Höchstwerte auf der Humorskala

Höchstwerte auf der Humorskala

Spinner, Trolle, Deppen, Fantasten, Traumtänzer und viele wundersame Typen mehr tummeln sich in den Welten des Humoristen und Kabarettisten Erik Lehman und der Klavierkabarettistin Anne Folger. Beide bestritten die zweite Runde im Wettbewerb um die begehrten Herborner „Schlumpewecks“.

Unbestritten war dabei die Qualität ihrer Darbietungen, die auf der nach oben offenen Humorskala absolute Höchstwerte erzielten. Das Publikum war sich darin einig, dass man schon lange nicht mehr so unverschämt befreiend in der Kulturscheune lachen konnte.

Erik Lehmann, ehemaliges Mitglied der Dresdner Herkuleskeule und mit unzähligen Kleinkunstpreisen geehrt, ist nicht nur ein beeindruckend scharfzüngiger Kabarettist, er ist auch Schauspieler, Satiriker und Meister im Aufspüren menschlicher Abgründe. „In der Katastrophe das Positive denken“, lautete sein Credo in der Rolle des sächselnden Uwe Wallisch, der sich auf ein U-Boot-Modell freute, das es bei Aldi im Angebot gibt.

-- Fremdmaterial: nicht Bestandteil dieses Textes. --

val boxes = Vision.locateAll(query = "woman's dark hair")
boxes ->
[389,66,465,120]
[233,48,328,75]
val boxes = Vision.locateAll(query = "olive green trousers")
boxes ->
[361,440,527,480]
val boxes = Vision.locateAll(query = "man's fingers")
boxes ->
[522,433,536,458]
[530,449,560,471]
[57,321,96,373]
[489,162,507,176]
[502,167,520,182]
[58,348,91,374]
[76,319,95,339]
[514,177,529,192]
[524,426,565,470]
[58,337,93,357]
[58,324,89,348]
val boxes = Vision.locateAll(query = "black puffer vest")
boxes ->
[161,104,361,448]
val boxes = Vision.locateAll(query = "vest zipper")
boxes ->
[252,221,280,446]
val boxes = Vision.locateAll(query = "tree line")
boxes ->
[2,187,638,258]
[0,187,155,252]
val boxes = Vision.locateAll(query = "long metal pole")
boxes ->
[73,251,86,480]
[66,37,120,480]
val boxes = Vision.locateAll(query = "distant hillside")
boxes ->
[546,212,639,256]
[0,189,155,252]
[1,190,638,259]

Dass es sich dabei um ein ursprünglich für die griechische Marine gedachtes Atom-U-Boot mit 65 Metern Länge handelte, das man ihm per Schwertransporter vor die Haustür stellte, hatte er nicht bedacht. Dennoch machte sich Herr Wallisch so seine Gedanken, wie so ein Teil gewinnbringend zu vermarkten sei: „Als Konkurrenz zur Weißen Flotte könnte sich insbesondere für Engländer so eine ganz neue Perspektive – von unten – auf Dresden – eröffnen.“ Unterirdisch gut, dennoch nah dran an der Realität war Erik Lehman als rheinländischer Fallmanager im Jobcenter. Dort brachte er Existenzen zu Fall. „Sie fallen und ich manage das für Sie“. Als bayerischer Förster entwarf Lehman Waldstrategien für Kinder und ihre hysterischen Mütter, die die Natur per se für schädlich halten: „Wir sind davon ausgegangen, dass der Wald indoor stattfindet.“

Erik Lehmann, abermals als Uwe Wallisch, lieferte am Ende seines denkwürdigen Auftritts eine Welt des wunderbaren Schwachsinns. Um eine blaue Hortensie zu einem kleinen Preis verkaufen zu können, bedurfte es aller Tricks und des Kaufs einer teuren Spiegelreflexkamera, um das Objekt einer grenzdebilen Interessentin mit Belegfoto schmackhaft zu machen: „Hat die auch blaue Wurzeln?“

Kein Stereotyp und kein Dialekt waren vor Erik Lehmanns kuriosem Figurenpanoptikum sicher. Und dabei kümmerten den leidenschaftlichen Kabarettisten Unkorrektheiten herzlich wenig, vielmehr waren sie sein Kapital. Das Publikum lachte trotzdem – oder gerade deswegen.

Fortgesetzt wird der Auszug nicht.